Despite being in different lines of business, all four companies have one thing in common. Since 2003, they have all enjoyed growth in both sales and profits. Therefore, in principle, the problem with these companies does not lie in current business ability but in their ability to attract the attention of investors.
I’ll start back in October 2002, the lowest point in the bubble crisis. All four companies hit the following lows. BluePhoenix fell from its high of $17.25 in February to $2; Eltek fell from $9 in February 2000 to $0.40; Mind fell from $10.5 to $0.77, while Top Image fell from $11.5 in February 2000, to $0.50 in October 2002.
At the end of 2002, Wall Street began to realize that the slowdown was drawing to a close, and that the pouring of big money into the system was creating demand. Stocks, especially those of the technology companies began to rise sharply for two reasons: firstly investors remembered that companies like these have double digit growth, and secondly there was a feeling that these companies had fallen by too much.
Of course, both these assumptions were wrong. Technology companies also had double digit growth in the past. By 2002 they had already become part of the good old economy. Technology stocks had not fallen by too much but they did rise too high in 2000. But Wall Street, being Wall Street, is not one to pass up the chance of a party, even if the reason isn’t all that appropriate. Thus, nearly every single company that survived 2000 was swept upward in the excitement that descended on the market as the big economic crisis drew to a close.
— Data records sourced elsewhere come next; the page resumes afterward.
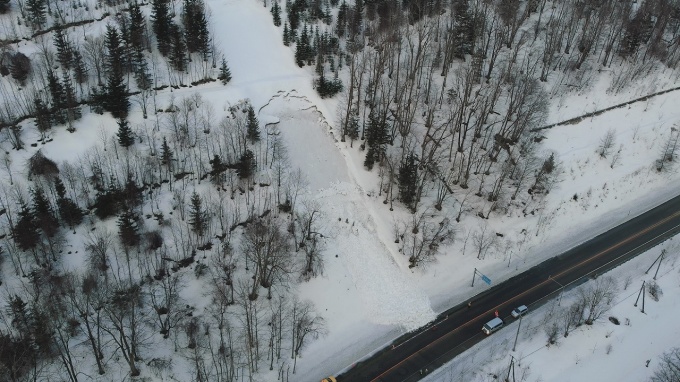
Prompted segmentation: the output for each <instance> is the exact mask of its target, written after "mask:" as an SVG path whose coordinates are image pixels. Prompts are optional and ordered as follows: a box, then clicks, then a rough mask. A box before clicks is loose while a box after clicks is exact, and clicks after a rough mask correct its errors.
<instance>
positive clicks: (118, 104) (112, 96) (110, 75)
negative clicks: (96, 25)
mask: <svg viewBox="0 0 680 382" xmlns="http://www.w3.org/2000/svg"><path fill="white" fill-rule="evenodd" d="M106 49H107V62H106V64H107V75H108V78H107V82H106V85H105V92H104V93H105V94H106V97H105V98H104V100H103V101H104V103H103V105H102V106H103V107H104V109H105V110H107V111H110V112H111V114H112V115H113V116H114V117H115V118H124V117H126V116H127V114H128V109H129V108H130V102H129V101H128V94H127V86H126V84H125V81H124V77H123V74H124V72H123V64H124V60H123V48H122V46H121V39H120V35H119V33H118V30H117V29H116V28H115V27H114V26H112V25H110V24H109V25H107V26H106Z"/></svg>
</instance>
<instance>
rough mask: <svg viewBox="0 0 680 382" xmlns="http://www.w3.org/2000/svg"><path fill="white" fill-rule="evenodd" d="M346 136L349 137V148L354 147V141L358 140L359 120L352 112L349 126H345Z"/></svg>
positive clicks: (354, 114) (355, 115) (349, 121)
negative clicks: (346, 135)
mask: <svg viewBox="0 0 680 382" xmlns="http://www.w3.org/2000/svg"><path fill="white" fill-rule="evenodd" d="M347 136H348V137H349V147H352V146H353V145H354V141H356V140H357V139H359V118H357V116H356V114H355V113H354V112H352V115H351V116H350V120H349V124H348V125H347Z"/></svg>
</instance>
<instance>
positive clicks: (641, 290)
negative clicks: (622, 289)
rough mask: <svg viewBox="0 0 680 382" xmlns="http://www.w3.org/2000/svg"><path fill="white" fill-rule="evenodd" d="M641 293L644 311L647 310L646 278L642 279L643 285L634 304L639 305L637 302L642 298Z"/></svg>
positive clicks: (643, 309)
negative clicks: (638, 304)
mask: <svg viewBox="0 0 680 382" xmlns="http://www.w3.org/2000/svg"><path fill="white" fill-rule="evenodd" d="M652 265H653V264H652ZM640 295H642V313H644V312H645V281H644V280H642V287H641V288H640V292H638V297H637V298H636V299H635V304H633V306H635V307H637V302H638V301H639V300H640Z"/></svg>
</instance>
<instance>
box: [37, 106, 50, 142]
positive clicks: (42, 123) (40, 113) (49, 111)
mask: <svg viewBox="0 0 680 382" xmlns="http://www.w3.org/2000/svg"><path fill="white" fill-rule="evenodd" d="M33 105H34V106H35V127H37V128H38V131H39V132H40V135H41V138H43V139H44V138H45V133H46V132H47V131H49V130H50V129H51V128H52V120H51V117H50V111H49V110H48V109H47V107H46V106H45V104H44V103H43V102H42V100H41V99H40V98H37V97H36V98H35V99H34V100H33Z"/></svg>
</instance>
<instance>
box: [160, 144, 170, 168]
mask: <svg viewBox="0 0 680 382" xmlns="http://www.w3.org/2000/svg"><path fill="white" fill-rule="evenodd" d="M172 157H173V153H172V149H170V145H168V140H167V139H165V137H163V144H162V145H161V164H162V165H163V166H166V167H167V168H168V170H170V171H172Z"/></svg>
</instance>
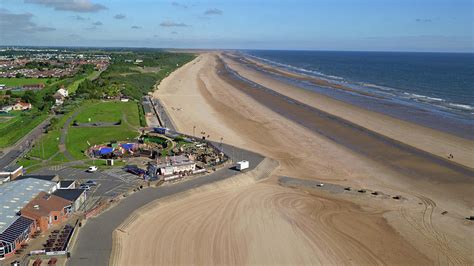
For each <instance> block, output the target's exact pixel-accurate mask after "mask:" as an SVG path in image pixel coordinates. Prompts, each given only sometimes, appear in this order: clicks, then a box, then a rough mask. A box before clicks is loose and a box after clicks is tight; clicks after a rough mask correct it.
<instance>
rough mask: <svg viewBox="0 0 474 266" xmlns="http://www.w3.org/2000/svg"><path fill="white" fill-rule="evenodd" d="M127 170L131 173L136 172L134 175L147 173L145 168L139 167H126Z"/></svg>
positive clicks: (128, 171) (141, 174)
mask: <svg viewBox="0 0 474 266" xmlns="http://www.w3.org/2000/svg"><path fill="white" fill-rule="evenodd" d="M125 171H127V172H129V173H131V174H134V175H138V176H144V175H145V174H146V171H145V170H143V169H140V168H138V167H126V168H125Z"/></svg>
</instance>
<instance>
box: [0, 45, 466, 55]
mask: <svg viewBox="0 0 474 266" xmlns="http://www.w3.org/2000/svg"><path fill="white" fill-rule="evenodd" d="M0 47H1V48H9V47H11V48H15V47H21V48H100V49H160V50H196V51H199V50H207V51H216V50H217V51H301V52H304V51H307V52H369V53H371V52H379V53H380V52H381V53H447V54H448V53H449V54H474V50H473V51H417V50H330V49H275V48H173V47H149V46H87V45H77V46H74V45H58V46H55V45H18V44H16V45H3V44H0Z"/></svg>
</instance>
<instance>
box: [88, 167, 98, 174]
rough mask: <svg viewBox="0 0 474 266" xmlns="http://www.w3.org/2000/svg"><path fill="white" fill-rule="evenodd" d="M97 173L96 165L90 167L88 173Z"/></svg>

Between 2002 to the first quarter of 2004, Eltek soared 710%, Top Image rocketed 1250%, Mind powered 875% while BluePhoenix jumped 400%.
At the beginning of the second quarter of 2004, the gains ground to a halt and investors began to re-examine the entire situation. The indices have been climbing since the second quarter of 2004 to the present day, albeit cautiously with a lot of volatility along the way. The Nasdaq fell 12.5% in 2004 and then gained 17% at the beginning of 2005. By the end of the first quarter of 2005 it had fallen by more than 9% and then changed direction again, climbing 25% by May 2006.
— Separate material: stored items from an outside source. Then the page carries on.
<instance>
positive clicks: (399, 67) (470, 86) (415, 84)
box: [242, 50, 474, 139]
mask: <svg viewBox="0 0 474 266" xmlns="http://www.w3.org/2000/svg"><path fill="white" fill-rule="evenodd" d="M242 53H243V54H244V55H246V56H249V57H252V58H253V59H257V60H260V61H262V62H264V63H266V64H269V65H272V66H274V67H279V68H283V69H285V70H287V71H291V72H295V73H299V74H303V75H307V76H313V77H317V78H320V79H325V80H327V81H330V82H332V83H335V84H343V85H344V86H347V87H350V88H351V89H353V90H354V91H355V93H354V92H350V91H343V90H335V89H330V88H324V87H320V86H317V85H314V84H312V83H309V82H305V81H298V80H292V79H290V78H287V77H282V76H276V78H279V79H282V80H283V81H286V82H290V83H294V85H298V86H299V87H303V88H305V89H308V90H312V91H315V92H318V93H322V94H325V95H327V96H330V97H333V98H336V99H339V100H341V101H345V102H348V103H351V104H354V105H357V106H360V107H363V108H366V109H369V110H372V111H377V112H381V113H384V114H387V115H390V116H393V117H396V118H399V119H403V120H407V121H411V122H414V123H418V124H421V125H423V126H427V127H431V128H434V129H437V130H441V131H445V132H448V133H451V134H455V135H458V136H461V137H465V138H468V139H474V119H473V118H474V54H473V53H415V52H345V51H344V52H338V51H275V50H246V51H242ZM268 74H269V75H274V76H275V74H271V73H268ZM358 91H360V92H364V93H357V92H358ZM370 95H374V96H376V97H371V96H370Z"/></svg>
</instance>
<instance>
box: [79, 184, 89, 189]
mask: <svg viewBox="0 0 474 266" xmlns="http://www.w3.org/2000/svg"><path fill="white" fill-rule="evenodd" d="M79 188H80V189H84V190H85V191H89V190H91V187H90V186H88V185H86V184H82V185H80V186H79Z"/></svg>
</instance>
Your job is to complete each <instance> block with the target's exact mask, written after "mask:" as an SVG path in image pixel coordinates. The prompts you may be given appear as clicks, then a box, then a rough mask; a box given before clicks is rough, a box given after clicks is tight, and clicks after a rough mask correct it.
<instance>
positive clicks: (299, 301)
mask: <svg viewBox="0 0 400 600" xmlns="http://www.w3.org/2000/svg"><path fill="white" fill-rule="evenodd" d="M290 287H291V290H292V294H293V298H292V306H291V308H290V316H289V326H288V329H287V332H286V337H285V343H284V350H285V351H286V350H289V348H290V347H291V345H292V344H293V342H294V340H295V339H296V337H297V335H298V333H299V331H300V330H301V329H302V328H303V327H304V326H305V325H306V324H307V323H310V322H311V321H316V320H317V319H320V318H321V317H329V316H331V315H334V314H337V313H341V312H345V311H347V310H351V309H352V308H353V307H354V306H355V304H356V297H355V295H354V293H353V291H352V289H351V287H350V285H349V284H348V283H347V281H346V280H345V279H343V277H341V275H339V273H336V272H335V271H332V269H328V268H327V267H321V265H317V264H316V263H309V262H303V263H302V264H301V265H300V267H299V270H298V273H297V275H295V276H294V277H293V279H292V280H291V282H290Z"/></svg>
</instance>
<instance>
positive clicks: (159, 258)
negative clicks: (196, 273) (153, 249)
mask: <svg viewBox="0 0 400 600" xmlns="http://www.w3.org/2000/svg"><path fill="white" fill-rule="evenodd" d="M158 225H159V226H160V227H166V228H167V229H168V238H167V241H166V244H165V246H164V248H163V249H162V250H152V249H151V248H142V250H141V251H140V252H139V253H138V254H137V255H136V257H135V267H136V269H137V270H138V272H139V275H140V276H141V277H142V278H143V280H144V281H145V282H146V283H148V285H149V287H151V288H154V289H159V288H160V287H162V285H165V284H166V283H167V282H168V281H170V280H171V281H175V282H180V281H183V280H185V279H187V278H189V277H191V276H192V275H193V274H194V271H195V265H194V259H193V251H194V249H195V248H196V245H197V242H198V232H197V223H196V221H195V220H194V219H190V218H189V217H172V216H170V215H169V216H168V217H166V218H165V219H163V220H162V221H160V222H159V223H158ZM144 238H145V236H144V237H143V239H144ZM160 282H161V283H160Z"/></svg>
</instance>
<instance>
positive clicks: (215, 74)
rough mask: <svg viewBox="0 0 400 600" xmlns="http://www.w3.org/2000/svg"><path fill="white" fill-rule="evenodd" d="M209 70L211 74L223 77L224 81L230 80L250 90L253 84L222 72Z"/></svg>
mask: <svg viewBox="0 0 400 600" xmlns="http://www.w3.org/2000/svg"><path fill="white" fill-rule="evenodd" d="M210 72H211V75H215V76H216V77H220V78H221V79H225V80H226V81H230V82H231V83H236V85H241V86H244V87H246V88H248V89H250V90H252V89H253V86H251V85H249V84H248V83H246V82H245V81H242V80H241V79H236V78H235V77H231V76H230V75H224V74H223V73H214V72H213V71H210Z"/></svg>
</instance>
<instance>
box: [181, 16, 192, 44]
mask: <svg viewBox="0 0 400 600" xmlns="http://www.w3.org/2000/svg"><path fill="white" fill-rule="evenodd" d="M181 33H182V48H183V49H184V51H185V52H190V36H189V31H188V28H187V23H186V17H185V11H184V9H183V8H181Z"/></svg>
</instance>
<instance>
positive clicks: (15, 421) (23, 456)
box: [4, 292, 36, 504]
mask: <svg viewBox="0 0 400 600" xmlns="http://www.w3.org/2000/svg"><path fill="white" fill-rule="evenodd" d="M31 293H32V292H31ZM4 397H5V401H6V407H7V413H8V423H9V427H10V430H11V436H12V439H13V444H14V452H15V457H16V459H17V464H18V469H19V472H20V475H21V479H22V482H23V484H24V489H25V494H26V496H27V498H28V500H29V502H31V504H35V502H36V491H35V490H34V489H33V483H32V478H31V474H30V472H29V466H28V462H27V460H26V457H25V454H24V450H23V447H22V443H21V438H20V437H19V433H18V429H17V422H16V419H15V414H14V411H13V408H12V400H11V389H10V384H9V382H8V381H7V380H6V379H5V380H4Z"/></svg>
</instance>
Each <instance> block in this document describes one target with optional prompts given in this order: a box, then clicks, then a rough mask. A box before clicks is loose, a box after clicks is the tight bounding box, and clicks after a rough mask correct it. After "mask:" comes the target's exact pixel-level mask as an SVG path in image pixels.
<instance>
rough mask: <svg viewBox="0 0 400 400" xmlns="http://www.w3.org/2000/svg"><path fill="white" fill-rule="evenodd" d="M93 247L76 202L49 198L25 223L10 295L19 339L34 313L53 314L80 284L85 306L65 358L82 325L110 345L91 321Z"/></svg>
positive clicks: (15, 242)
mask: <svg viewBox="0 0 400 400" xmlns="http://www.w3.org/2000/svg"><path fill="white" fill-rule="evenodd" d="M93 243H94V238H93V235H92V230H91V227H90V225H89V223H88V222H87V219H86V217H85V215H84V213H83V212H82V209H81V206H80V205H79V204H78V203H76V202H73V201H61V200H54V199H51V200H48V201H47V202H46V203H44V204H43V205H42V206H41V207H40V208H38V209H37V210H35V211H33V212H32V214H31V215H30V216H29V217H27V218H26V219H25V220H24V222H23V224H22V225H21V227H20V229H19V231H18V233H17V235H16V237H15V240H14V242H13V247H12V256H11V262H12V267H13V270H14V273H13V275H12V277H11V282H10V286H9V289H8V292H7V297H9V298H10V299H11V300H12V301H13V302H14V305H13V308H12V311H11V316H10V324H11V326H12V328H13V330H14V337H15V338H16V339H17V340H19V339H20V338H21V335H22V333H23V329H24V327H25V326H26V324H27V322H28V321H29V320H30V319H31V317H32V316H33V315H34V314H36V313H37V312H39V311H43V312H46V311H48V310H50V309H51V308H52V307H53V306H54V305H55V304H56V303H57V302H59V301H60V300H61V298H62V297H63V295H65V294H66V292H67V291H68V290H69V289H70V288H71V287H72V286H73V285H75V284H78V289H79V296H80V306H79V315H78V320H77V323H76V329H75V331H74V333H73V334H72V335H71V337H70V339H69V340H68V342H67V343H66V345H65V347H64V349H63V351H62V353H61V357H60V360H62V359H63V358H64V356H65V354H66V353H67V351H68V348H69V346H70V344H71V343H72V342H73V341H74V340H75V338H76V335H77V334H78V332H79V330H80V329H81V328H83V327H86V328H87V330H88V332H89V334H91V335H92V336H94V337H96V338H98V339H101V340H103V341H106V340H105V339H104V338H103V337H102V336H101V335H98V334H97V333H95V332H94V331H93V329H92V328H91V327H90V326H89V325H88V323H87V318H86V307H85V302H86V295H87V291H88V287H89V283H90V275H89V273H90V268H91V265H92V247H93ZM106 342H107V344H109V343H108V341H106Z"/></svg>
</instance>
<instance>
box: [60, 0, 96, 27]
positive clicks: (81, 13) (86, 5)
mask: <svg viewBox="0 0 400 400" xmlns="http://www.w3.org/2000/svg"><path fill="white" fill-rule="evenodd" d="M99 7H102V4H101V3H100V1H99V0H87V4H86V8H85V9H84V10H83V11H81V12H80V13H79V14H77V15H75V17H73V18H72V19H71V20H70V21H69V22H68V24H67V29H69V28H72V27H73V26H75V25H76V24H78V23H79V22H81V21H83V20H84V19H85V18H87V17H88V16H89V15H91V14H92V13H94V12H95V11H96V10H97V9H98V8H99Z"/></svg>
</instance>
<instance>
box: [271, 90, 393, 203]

Taking BluePhoenix as an example, we will discover something very interesting: if in the not-so-distant past - after the recovery of October 2002 - the shares used to go up before the company published its reports, in the past year the shares have been falling after the reports were published, whether the reports were good or not.
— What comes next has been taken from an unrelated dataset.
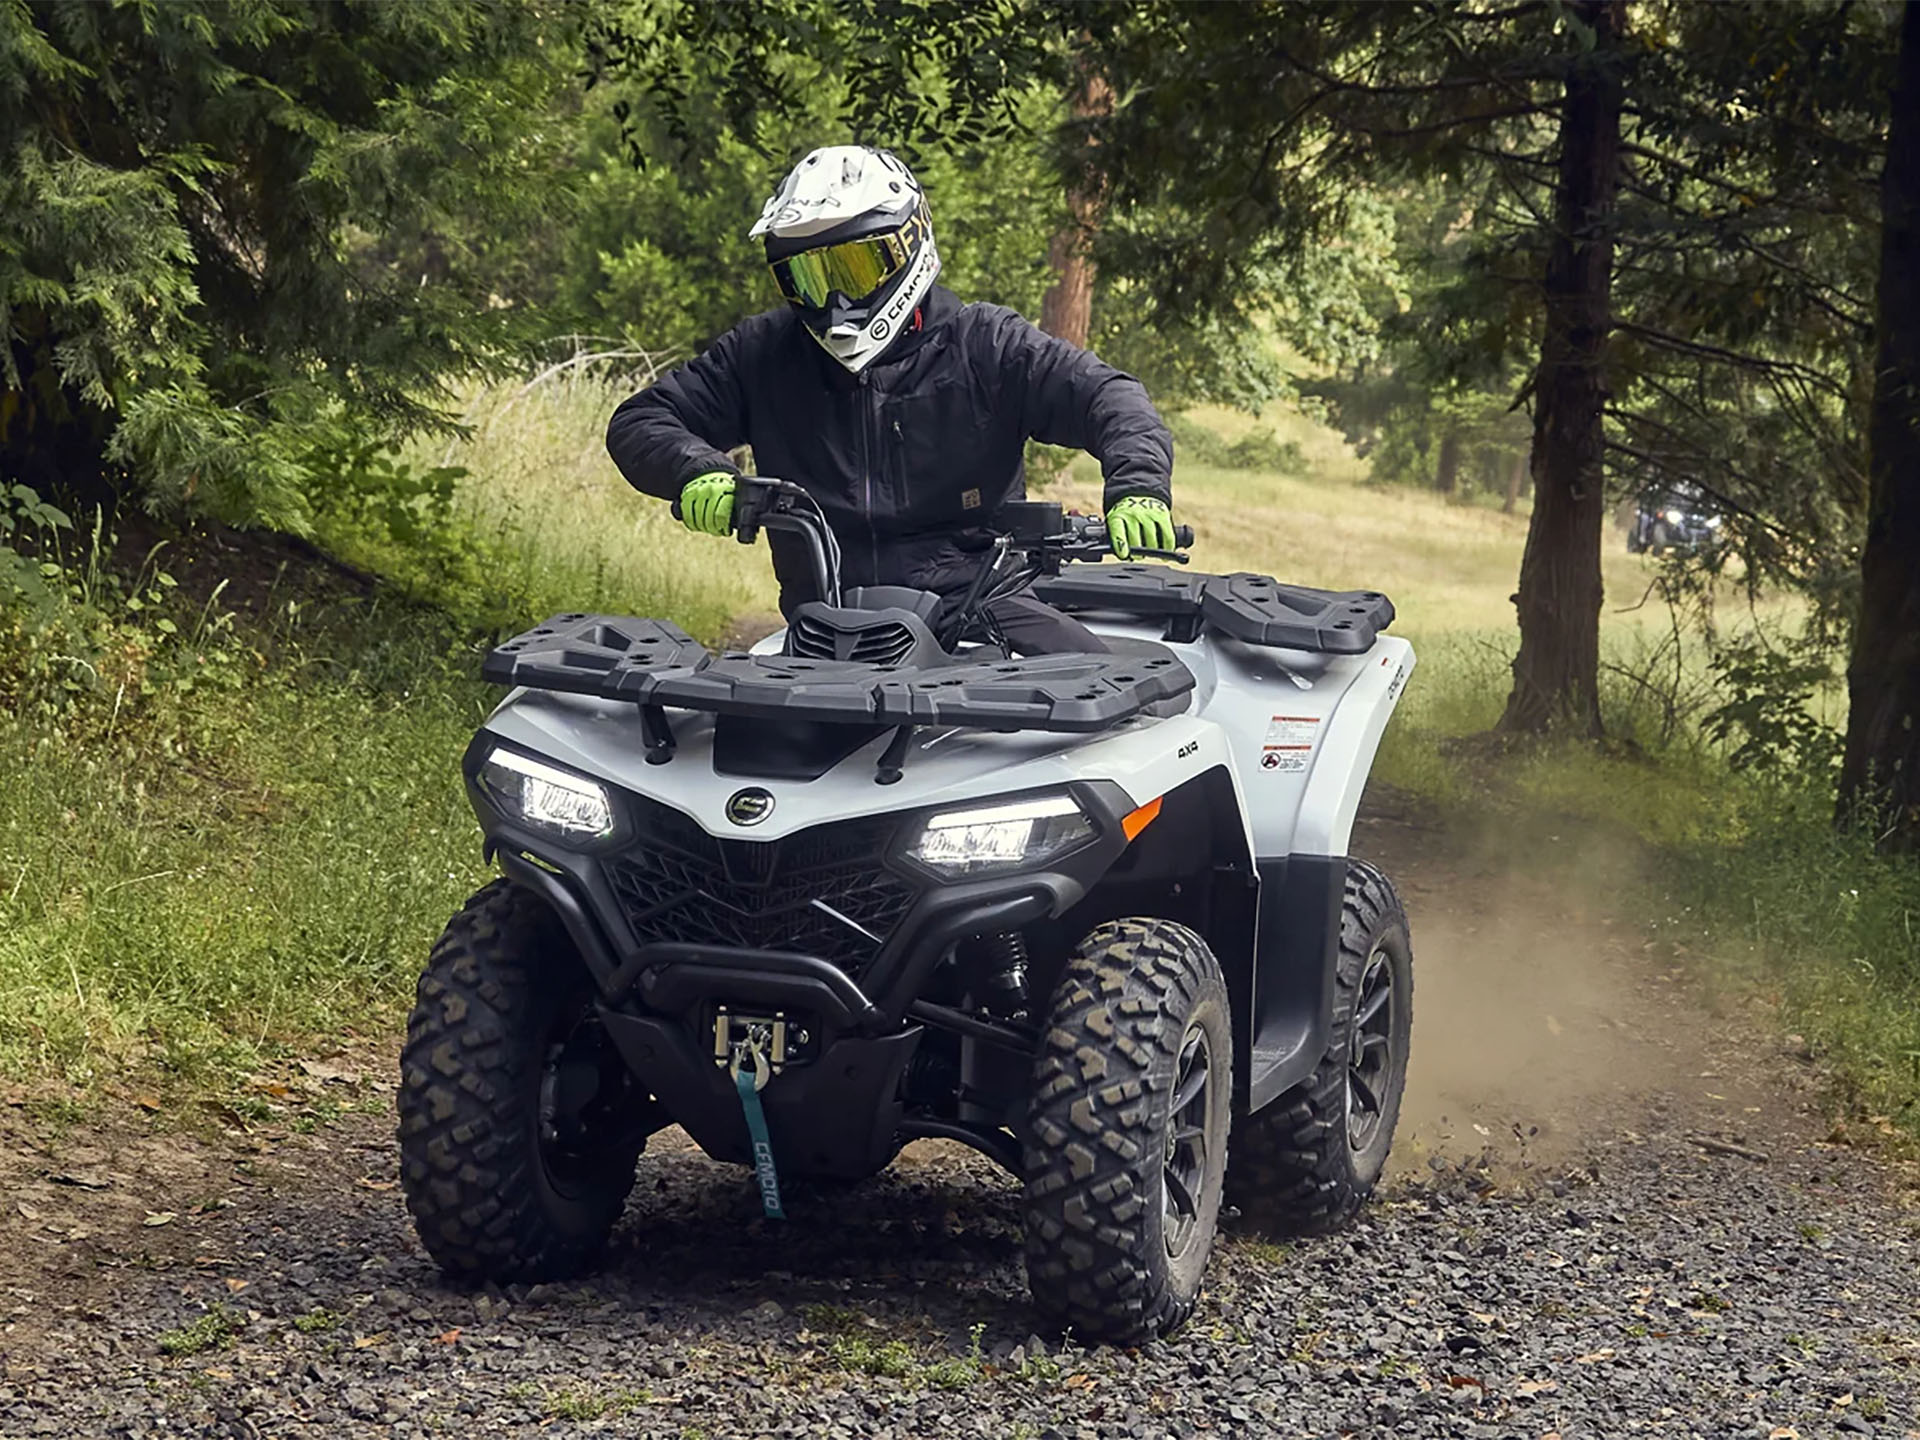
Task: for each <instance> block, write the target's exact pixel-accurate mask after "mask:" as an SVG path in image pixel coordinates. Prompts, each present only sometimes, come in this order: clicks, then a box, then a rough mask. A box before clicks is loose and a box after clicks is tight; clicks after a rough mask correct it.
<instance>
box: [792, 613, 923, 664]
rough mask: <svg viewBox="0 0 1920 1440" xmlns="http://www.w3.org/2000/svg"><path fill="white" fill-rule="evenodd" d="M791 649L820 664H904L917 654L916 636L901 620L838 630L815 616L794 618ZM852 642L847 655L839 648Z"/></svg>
mask: <svg viewBox="0 0 1920 1440" xmlns="http://www.w3.org/2000/svg"><path fill="white" fill-rule="evenodd" d="M787 636H789V637H787V649H789V651H791V653H793V655H806V657H812V659H818V660H858V662H860V664H904V662H906V659H908V657H910V655H912V653H914V632H912V630H910V628H908V626H904V624H900V622H899V620H885V622H881V624H868V626H860V628H858V630H837V628H835V626H829V624H826V622H824V620H820V618H816V616H812V614H797V616H793V626H791V628H789V632H787ZM847 639H851V641H852V643H851V645H849V647H847V653H845V655H841V651H839V647H841V643H843V641H847Z"/></svg>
Why is this? I think it is because the investors are waiting for an exit, period. All four of the companies issued great reports for the second quarter of this year, and all four of them dropped immediately afterwards.
This means that these falls have created some really good prices. All four companies posted record sales in the second quarter of this year. BluePhoenix operates in the difficult field of software upgrades for IT systems. Note that the company’s market cap has fallen from a four-year high of $118 million at the beginning of 2004 to less than $78 million today. The other three companies have also seen similar falls.
So should you rush out and buy these shares? No. Today, you don’t rush out and buy anything. You need to decide what you believe in, what you like and what field you personally find more interesting. Of course, you also need to believe that the management will make your dreams come true. Only then you should make your move.